Флинт разворачивается лицом ко мне. Мгновенно бледнеет как полотно, глаза округляются. Он спрыгивает со стула и спешит ко мне.
— Что ты здесь делаешь? — практически выплевываю я.
— Я могу задать тебе тот же вопрос, — отвечает он. — Ты уходишь?
Я киваю, не зная, что чувствовать или говорить.
— Какое приятное совпадение. Я иду с тобой.
Я тук тук тук, ку-ку, тихонько, снимаю куртку с крючка у двери и надеваю. Что-то не складывается. Он говорил мне, что больше не бывает в «Десятом номере».
Мы выходим на улицу, и я направляюсь к автобусной остановке, пытаясь собрать разбегающиеся мысли, одновременно считая трещины на тротуаре и не наступая на них. Двенадцать, тринад…
— Значит… ты все-таки пришла. Выяснила что-нибудь о своей давней подруге? Что-нибудь интересное? — Он теребит один из дредов.
Я чуть дальше отступаю от него, начинаю считать вновь. «Давней подруге, — говорит он, а думает: Лгунья». Он знает. Мои руки начинают гореть.
— Ладно, Флинт. — Я останавливаюсь под ярким фонарем и поворачиваюсь к нему, глядя в глаза. — Сапфир — не моя давняя подруга. Я совсем ее не знала.
Флинт фыркает, но по-прежнему улыбается.
— Что ж, об этом я и так догадался.
— Но я… — я почти рассказываю ему о дохлой кошке и голосе Сапфир, постоянно звучащем в моих ушах. — Я не могу не думать о ней. Мне все равно, понимаешь ты или нет, мне все равно, захочешь ли помочь. Но мне необходимо узнать, что произошло.
Его лицо смягчается, эти голубовато-зелено-золотистые глаза сверкают при свете уличного фонаря.

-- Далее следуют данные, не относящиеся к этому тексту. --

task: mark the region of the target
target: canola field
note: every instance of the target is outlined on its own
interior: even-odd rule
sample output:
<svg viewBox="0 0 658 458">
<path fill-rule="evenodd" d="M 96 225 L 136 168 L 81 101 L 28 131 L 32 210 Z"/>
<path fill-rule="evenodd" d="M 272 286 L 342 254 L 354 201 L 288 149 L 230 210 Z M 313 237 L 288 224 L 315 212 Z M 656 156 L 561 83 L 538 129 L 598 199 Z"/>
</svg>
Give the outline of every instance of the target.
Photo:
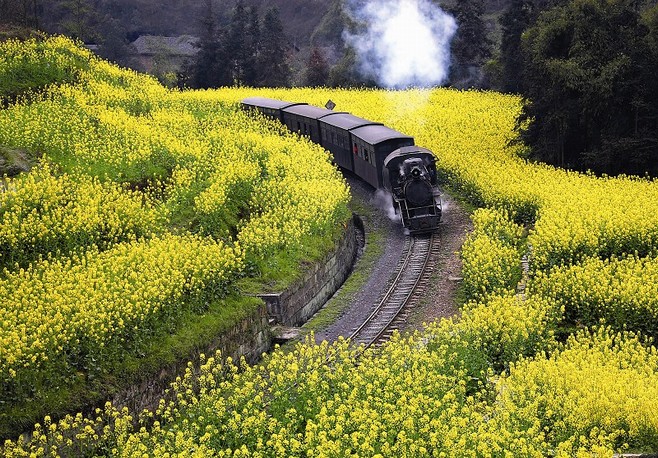
<svg viewBox="0 0 658 458">
<path fill-rule="evenodd" d="M 58 231 L 50 222 L 44 222 L 44 234 L 53 235 L 43 235 L 43 242 L 35 236 L 22 240 L 23 232 L 16 231 L 11 243 L 32 247 L 47 241 L 72 260 L 12 258 L 0 287 L 41 291 L 31 285 L 88 267 L 94 272 L 90 280 L 130 279 L 130 267 L 122 270 L 122 263 L 130 265 L 128 257 L 122 260 L 127 247 L 145 245 L 146 253 L 172 239 L 230 249 L 236 264 L 253 262 L 293 245 L 296 231 L 315 234 L 335 224 L 340 212 L 331 202 L 344 202 L 347 191 L 340 180 L 325 178 L 335 177 L 325 153 L 238 112 L 241 98 L 262 95 L 318 106 L 331 99 L 337 110 L 382 121 L 433 150 L 444 183 L 481 207 L 462 250 L 469 301 L 459 317 L 360 356 L 345 341 L 311 340 L 253 367 L 238 369 L 238 362 L 224 363 L 221 355 L 204 356 L 200 370 L 190 364 L 172 386 L 172 399 L 155 411 L 108 404 L 89 416 L 47 417 L 29 439 L 7 442 L 7 456 L 610 457 L 658 451 L 658 351 L 650 340 L 658 335 L 658 183 L 526 161 L 523 147 L 512 142 L 521 106 L 513 96 L 444 89 L 167 92 L 150 80 L 151 88 L 142 83 L 131 92 L 130 78 L 145 77 L 94 65 L 102 76 L 0 111 L 0 144 L 42 149 L 56 165 L 59 173 L 46 170 L 29 183 L 58 189 L 69 177 L 86 176 L 90 189 L 124 189 L 126 212 L 142 216 L 118 216 L 118 227 L 134 224 L 105 235 L 93 229 L 94 235 L 83 235 L 82 224 Z M 175 115 L 170 118 L 168 110 Z M 20 140 L 25 126 L 39 135 Z M 55 132 L 56 126 L 63 127 Z M 99 138 L 111 146 L 100 142 L 92 151 L 92 140 Z M 327 175 L 298 160 L 307 150 L 308 161 L 313 154 L 323 158 L 317 167 L 326 167 Z M 226 175 L 217 168 L 222 163 L 236 165 Z M 48 173 L 63 182 L 50 184 Z M 293 176 L 303 177 L 303 184 Z M 131 206 L 135 189 L 128 192 L 126 183 L 149 184 L 133 186 L 143 194 L 141 206 Z M 227 214 L 239 214 L 230 209 L 244 208 L 246 201 L 253 216 L 234 226 Z M 123 208 L 122 202 L 99 212 L 113 213 L 112 206 Z M 180 210 L 190 206 L 193 216 L 182 219 Z M 172 226 L 194 234 L 167 233 Z M 113 256 L 116 263 L 108 261 Z M 225 259 L 215 272 L 235 272 Z M 180 278 L 185 272 L 197 278 L 195 266 L 185 268 L 190 270 L 180 267 Z M 140 297 L 154 311 L 161 297 L 169 303 L 178 293 L 166 285 L 155 291 Z M 122 319 L 120 309 L 112 313 L 117 310 L 112 316 Z M 12 320 L 0 324 L 15 332 Z M 3 363 L 5 354 L 27 352 L 21 348 L 3 343 Z M 32 357 L 45 364 L 38 353 L 25 354 L 18 360 L 28 363 L 26 370 L 34 367 Z M 11 375 L 3 375 L 3 389 L 12 389 Z"/>
</svg>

— Ты могла бы и не врать, Ло.
— А ты? Разве ты не сказал мне, что давно уже не бываешь в «Десятом номере»?
— Да ладно. — Он машет рукой. — Годы, дни… В Гдетотаме никакой разницы нет. — Он снимает поеденный молью шарф с шеи и подходит ко мне, обматывает им и мои плечи. — Готов спорить, ты сейчас жалеешь, что не в брюках.
Я срываю шарф с плеч, отбрасываю ему.
— Перестань отвлекать меня, Флинт. — Меня трясет. — Почему ты оказался в «Десятом номере»?
— Если уж тебе интересно, — он вздыхает, — наш недавний короткий разговор напомнил мне, что я там давно уже не был, ты понимаешь, чтобы порисовать. Срубить денег с этих озабоченных богатых парней, — он торжествующе вскидывает руку. — И я заработал этим вечером сорок баксов! — Идет дальше.
Я торопливо догоняю его, по-прежнему переступаю через трещины, но считать перестаю.
— И это означает много? — Я отказываюсь поддаваться его обаянию.
— Послушай, Ло. Я знаю, в чем дело. Ты злишься, потому что я не предложил тебе взглянуть на мои рисунки. Правильно? — Он кладет руку мне на плечо, чтобы остановить меня, и я наконец-то смотрю на него, на его милую дурацкую улыбку, пусть даже мне этого совершенно не хочется. Он вновь обматывает меня шарфом и похлопывает по нему, три раза, после чего я думаю, что шарф лучше оставить. — Послушай, я бы показал. Клянусь. Но они продаются, как горячие пирожки. Уходят мгновенно, я тебе говорю. — Ладонью он похлопывает по карману своих черных пыльных брюк, словно оберегая его.
Трудно не начать улыбаться, стоя рядом с ним, хотя я до сих пор не знаю, можно ему доверять или нет. Я не могу забыть, как он выглядел в тот момент, когда увидел меня. Словно он… испугался.
— Эй, тебе не спрятать от меня улыбку, королева Пи. Я ее найду. Всегда. — Он указывает на мои губы, касается верхней теплым указательным пальцем. Я дрожу, отталкиваю его руку своей.
— Я рада, что помогла тебе разбогатеть, — говорю я, стараясь расслабиться, стараясь изгнать из голоса эмоции. — Наверное, мне следует попросить комиссионные.
— А ты скользкая дамочка, Ло, ты это знаешь? Постоянно хочешь что-то с меня урвать. Я не говорю, что ты акула, но… — Он щелкает языком. — Предлагаю следующее: я заплачу твой процент ночной пиццей. Идет?
Я содрогаюсь. Уже так поздно. Мне надо быть дома.